When the girl came up the stairs with her scuttles full, arms strained and face puffy, doors cracked open as she struggled by. Hard looks were cast at her and her scuttles. Women exchanged loud remarks. Once a tenant on the third floor— he had since been shot, but not for that—had kicked over the scuttles, growling, “Whore!”
From the top of the barracks—and the building really did look like a barracks—to the bottom, they were all muffled up in overcoats and two or three sweaters, most of them wearing gloves. And there were children who had to be gotten ready for school.
Bertha went down. Bertha wasn’t afraid. She was one of the few who had held out for more than six weeks, perhaps because she was strong and docile.
But she was worthless for sex. She let out such a strange howl that men were put off.
“A cow,” thought Frank.
As, about Kromer, he thought, “A young bull.”
They ought to be mated. Bertha lighted the fires in the two stoves as well as one in the bedroom, leaving the door to the kitchen once again ajar. There were four fires in the apartment, more than in all the rest of the building together, all for them alone. Maybe one day people would stand with their backs against the apartment’s outer wall to steal a little of their heat.
Did Sissy Holst have a fire?
He knew how it was—he knew about the little blue flames coming out of the gas burners, and only between seven and eight in the morning.
People warmed their fingers on the teakettle. Some reste
d their feet on the heater or pressed themselves against it. All of them bundled up in whatever old clothes they could find, piling them on their backs, anything on top of anything.
Sissy? Why had he thought about her?
In the building across the street, an even poorer one than theirs since it was older and more dilapidated, people had stuck wrapping paper over the windows to keep out the cold, leaving only small holes in the paper for light and to see outside.
Could they see the Eunuch? Had the body been found?
There wouldn’t be any fuss. There never was. Many people had already left for work, and now the women were going out to stand in lines.
Barring an unlikely patrol—they almost never came to the rue Verte, which led practically nowhere—the first ones, the early risers, who had seen the dark mass lying undisturbed in the snow had probably hurried on to the streetcar stop.

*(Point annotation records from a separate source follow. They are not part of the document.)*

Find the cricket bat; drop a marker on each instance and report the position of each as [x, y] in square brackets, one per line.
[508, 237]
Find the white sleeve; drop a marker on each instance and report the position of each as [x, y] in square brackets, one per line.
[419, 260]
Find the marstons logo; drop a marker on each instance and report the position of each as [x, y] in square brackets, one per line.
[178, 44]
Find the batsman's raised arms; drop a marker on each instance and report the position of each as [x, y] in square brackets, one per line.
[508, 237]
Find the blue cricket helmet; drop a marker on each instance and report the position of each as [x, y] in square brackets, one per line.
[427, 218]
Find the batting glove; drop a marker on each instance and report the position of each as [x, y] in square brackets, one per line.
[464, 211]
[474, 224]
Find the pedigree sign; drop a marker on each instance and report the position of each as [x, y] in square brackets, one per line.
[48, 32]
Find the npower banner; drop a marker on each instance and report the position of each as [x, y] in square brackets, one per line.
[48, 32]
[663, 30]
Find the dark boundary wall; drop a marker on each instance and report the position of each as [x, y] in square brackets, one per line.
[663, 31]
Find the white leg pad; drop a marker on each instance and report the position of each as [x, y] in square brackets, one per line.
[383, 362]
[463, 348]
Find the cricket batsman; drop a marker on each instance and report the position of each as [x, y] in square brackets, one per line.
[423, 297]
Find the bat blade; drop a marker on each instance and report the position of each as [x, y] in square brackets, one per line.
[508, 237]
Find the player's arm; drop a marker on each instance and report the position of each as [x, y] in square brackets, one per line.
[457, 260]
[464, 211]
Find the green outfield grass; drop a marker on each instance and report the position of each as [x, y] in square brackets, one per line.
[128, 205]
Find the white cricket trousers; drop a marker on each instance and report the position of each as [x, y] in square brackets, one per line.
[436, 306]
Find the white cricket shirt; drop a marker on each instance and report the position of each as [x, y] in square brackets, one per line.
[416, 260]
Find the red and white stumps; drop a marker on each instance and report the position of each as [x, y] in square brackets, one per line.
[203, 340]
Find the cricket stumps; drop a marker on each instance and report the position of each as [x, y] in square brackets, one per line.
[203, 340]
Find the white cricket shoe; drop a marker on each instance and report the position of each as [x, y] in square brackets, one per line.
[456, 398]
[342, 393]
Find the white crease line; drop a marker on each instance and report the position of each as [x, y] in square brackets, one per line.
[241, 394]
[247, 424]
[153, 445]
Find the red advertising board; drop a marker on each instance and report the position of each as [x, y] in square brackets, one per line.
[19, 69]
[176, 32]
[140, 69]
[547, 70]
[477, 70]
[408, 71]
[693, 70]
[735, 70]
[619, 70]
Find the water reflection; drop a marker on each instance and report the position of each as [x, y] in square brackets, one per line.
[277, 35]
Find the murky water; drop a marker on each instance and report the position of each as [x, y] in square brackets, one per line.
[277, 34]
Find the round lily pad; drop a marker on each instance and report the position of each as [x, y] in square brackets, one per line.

The others, now that it was light, would be able to make out the color of the uniform. They would be in an even greater hurry to get away.
It would be one of the concierges. They were all functionaries of a sort. They couldn’t pretend not to have seen anything. Each had a telephone in the hall of his apartment building.
An odor of burning kindling came from the kitchen. Then there was an avalanche of ashes in the other stoves and, finally, the hum of the coffee grinder.
Poor fat stupid Bertha! A little while ago she had stood in her bare feet on the carpet, rubbing her body to smooth away the marks of the sheets on her skin. She hadn’t put on her underwear. She was sweating. She was probably talking to herself. Two months earlier, at this same hour, she would have been feeding chickens and probably talking to them in a language they understood.
The streetcar again—its sudden stop at the corner to pour sand on the rails so the brake would hold. You got used to it, and yet you still waited in suspense for it to go away again with its noise like the rattle of scrap iron.
Which of the concierges would be frightened enough to telephone the authorities? Concierges lived in fear. It was their vocation. You could picture this one or that gesticulating in front of two or three carloads of Occupation police.